How to Configure Magento 2 Robots.txt file?

How to Configure Magento 2 Robots.txt file?

Configuring the Magento 2 Robots.txt file is essential for guiding search engine crawlers and optimizing your website's visibility. The robots.txt file, an integral part of SEO strategy, instructs search engine bots on which parts of the website to crawl. This guide walks you through how to set up and customize your Magento 2 Robots.txt file easily. Let's dive in and make your online store more searchable!


Key Takeaways

  • Understand the importance of Robots.txt in improving SEO and how to configure Robots.txt in Magento 2.
  • Why is the customization of Robots.txt crucial?
  • How to add a sitemap to a robots.txt file in Magento 2?
  • Get examples of custom instructions for Magento 2 Robots.txt.
  • Understand the roles of Googlebot and page user agents and explore the significance of disallowing checkout pages.
  • Explore the significance of disallowing checkout pages.

Understanding Magento 2 Robots. txt File

A robots.txt file is an XML file Magento uses to manage crawlers and bots like a Google bot. Proper configuration of the robots.txt file can help improve your website's visibility and ensure that search engines index the right pages.

What is a robots.txt file?

A robots.txt file is a guide for web crawlers. It instructs search engine crawlers on which pages to access or not to access pages and URLs on your website. You can find this file in the root folder of your site.

Importance of robots.txt for SEO

For website owners, default settings for robots.txt are provided as a starting point. Customizing these settings to meet your specific SEO and content management needs is highly recommended.

By adjusting these default settings, you can optimize your website's visibility to search engines while protecting sensitive or irrelevant content from being indexed.

With robots.txt, you can protect private data or content that has yet to be ready It helps because search engines see fresh and useful content first. Your Magento store gets more focus and the ranking in search results increases.

Steps to Configure Magento 2 Robots. txt File

To configure the robots.txt file in Magento, navigate to the Search Engine Robots tab in your website's admin panel. You can follow these steps to add a sitemap to your robots.txt file in Magento 2:

  • First, access the Admin Panel of your Magento store.
  • Navigate to Content, choose Design, followed by Configuration.

Navigating to the configuration section in Magento 2 Robots.txt

  • Choose the website for which you want to configure the robots.txt file.

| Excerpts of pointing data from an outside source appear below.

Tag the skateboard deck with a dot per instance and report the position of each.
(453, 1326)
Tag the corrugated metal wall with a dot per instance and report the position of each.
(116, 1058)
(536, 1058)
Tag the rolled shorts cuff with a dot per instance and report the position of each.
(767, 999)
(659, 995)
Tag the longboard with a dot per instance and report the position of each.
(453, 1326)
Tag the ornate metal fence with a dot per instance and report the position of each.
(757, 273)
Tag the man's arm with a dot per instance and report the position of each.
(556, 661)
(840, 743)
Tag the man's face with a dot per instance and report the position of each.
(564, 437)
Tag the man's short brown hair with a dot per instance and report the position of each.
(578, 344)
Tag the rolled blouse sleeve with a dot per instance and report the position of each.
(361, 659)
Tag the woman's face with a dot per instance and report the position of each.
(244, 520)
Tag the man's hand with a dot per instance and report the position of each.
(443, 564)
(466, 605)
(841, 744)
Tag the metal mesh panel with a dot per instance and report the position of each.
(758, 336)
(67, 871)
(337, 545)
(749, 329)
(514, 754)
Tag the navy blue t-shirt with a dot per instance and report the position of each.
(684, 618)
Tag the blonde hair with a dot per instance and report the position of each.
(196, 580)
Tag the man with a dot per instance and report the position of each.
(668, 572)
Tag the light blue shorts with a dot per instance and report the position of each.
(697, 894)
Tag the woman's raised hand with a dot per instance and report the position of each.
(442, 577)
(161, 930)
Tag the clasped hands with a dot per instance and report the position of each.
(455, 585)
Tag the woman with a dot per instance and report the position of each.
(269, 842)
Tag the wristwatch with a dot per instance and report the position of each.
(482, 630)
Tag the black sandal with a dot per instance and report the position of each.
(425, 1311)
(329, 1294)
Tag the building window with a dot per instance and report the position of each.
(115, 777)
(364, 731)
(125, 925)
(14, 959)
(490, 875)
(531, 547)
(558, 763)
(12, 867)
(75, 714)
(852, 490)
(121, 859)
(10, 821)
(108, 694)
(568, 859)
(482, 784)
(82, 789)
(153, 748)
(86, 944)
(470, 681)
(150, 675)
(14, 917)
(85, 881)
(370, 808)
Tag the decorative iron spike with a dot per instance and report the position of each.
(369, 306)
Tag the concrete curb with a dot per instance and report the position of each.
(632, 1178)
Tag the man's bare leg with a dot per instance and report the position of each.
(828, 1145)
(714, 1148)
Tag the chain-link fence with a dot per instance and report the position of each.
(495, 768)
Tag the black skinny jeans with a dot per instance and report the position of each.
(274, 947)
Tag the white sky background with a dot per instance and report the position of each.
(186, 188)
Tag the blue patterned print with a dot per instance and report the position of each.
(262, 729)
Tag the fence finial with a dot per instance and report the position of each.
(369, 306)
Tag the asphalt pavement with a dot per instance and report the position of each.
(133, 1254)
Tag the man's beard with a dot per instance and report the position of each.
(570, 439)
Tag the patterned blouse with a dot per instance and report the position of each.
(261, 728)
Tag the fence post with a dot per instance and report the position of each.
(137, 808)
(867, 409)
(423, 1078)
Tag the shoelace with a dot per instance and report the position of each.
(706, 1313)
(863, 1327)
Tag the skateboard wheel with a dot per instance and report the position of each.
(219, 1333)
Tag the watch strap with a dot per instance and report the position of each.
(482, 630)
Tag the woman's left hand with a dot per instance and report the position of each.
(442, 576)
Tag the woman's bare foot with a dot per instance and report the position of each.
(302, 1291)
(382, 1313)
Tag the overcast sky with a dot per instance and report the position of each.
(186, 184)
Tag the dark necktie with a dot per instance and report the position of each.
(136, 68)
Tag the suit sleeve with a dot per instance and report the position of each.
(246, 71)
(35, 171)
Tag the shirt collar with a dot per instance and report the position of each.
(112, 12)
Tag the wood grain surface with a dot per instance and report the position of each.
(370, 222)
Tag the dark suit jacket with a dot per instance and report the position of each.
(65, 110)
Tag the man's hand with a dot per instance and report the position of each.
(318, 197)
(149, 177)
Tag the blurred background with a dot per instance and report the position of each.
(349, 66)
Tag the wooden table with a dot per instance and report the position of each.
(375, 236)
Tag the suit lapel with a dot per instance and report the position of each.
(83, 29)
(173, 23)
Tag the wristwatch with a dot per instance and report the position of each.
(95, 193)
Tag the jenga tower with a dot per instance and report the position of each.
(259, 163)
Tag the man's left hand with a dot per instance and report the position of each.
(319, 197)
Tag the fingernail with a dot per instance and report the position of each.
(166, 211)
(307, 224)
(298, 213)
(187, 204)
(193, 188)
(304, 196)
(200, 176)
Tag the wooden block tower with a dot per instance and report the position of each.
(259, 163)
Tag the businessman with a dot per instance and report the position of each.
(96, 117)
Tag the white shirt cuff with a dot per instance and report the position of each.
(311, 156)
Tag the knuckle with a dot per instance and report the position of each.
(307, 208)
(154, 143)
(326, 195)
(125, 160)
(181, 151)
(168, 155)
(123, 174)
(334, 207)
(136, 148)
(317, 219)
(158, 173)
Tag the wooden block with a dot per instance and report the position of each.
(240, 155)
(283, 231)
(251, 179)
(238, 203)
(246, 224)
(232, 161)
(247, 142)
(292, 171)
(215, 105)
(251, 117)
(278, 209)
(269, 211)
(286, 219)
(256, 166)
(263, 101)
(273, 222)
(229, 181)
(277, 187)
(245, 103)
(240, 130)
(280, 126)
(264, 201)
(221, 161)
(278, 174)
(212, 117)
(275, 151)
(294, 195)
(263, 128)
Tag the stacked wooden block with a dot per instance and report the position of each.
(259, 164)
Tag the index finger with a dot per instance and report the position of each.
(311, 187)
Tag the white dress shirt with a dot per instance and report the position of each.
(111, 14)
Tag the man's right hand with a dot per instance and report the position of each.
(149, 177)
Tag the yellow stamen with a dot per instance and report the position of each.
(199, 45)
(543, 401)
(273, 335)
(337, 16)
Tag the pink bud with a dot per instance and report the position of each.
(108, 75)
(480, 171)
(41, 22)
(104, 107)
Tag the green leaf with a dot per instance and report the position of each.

Selecting a website in Magento 2 Robots.txt configuration

  • Look for the "Search Engine Robots" section and click on it.

  • Select the Default Robots menu under the Search Engine Robots section and change the default settings to one of the following:

    • INDEX, FOLLOW
    • NOINDEX, FOLLOW
    • INDEX, NOFOLLOW
    • NOINDEX, NOFOLLOW

Default Robots setting in Magento 2 Robots.txt setup

The Edit custom instruction of the robots.txt File line allows writing custom instructions.

  • To reset the default robot settings, click the Reset To Default button. It will remove all your customized instructions
  • Finally, click on “Save Configuration” to apply the changes.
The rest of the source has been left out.